- Artist: Jean-Michel Basquiat
- Year: 1982
- Medium: Acrylic, oilstick, and paper collage on canvas
- Movement: Neo-expressionism
- Dimensions: 243.2 cm × 182.2 cm (95 3/4 in × 71 3/4 in)
- Location: Private collection;

= Donut Revenge =

1982 painting by Jean-Michel Basquiat

Donut Revenge is a painting created by American artist Jean-Michel Basquiat in 1982. The artwork, which features a radiant rotund figure, sold for $20.9 million at Christie's in December 2021.

==History==
Basquiat executed Donut Revenge in his studio beneath Annina Nosei's gallery during the pinnacle of his career in 1982. The painting features a crowned central character floating amid a background of vibrant color. The goggle-eyes and bulbous body creates a humorous impression, heightened by the words "Little Fat Man with a Chicken Leg" written across its chest.

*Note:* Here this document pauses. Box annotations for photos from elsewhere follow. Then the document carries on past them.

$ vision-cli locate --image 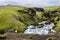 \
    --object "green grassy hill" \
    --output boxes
[0,6,60,32]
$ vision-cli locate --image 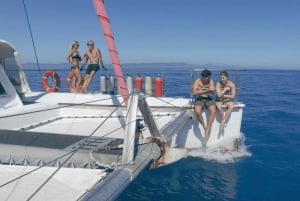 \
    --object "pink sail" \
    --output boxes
[94,0,129,105]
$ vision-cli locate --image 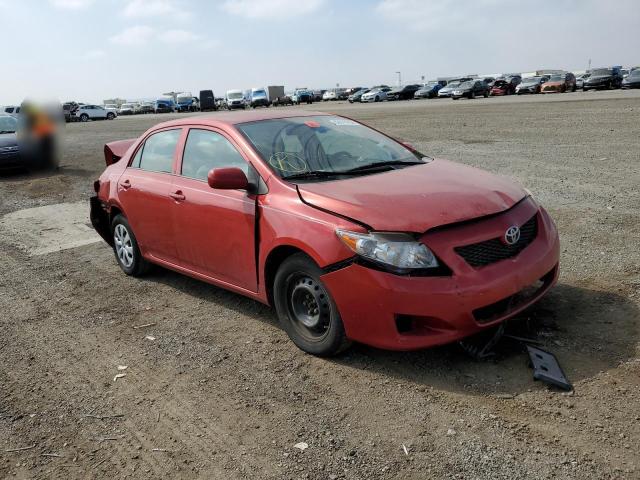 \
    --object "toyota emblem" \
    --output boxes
[504,225,520,245]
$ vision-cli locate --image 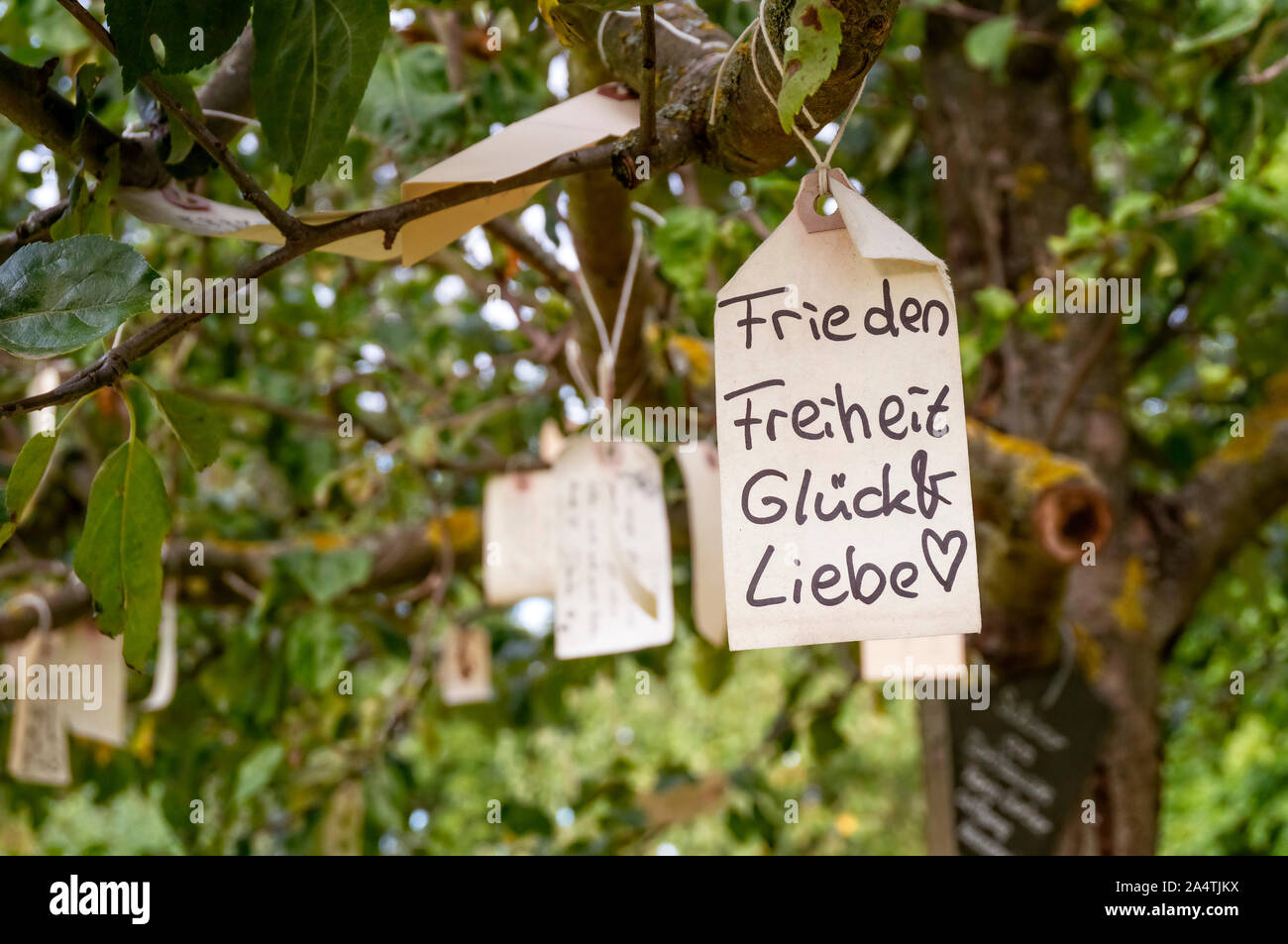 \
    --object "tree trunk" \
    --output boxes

Donut Revenge sold for $90,500 at Christie's New York in May 1995. The painting failed to sell at Sotheby's Contemporary Art auction in November 2004, it had an estimate of $1.2 to $1.8 million. In December 2021, it sold for $20.9 million at Christie's 20th and 21st Century Art Evening Sale in Hong Kong.

==Exhibitions==
Donut Revenge has been exhibited at the following art institutions:

- Basquiat Paintings at Gallery Schlesinger in New York, November 1988.
- Beautiful Losers at Contemporary Arts Center in Cincinnati; Yerba Buena Center for the Arts in Santa Barbara, March – October 2004.
- Jean-Michel Basquiat: Made in Japan at Mori Arts Center Gallery in Tokyo, September – November, 2019.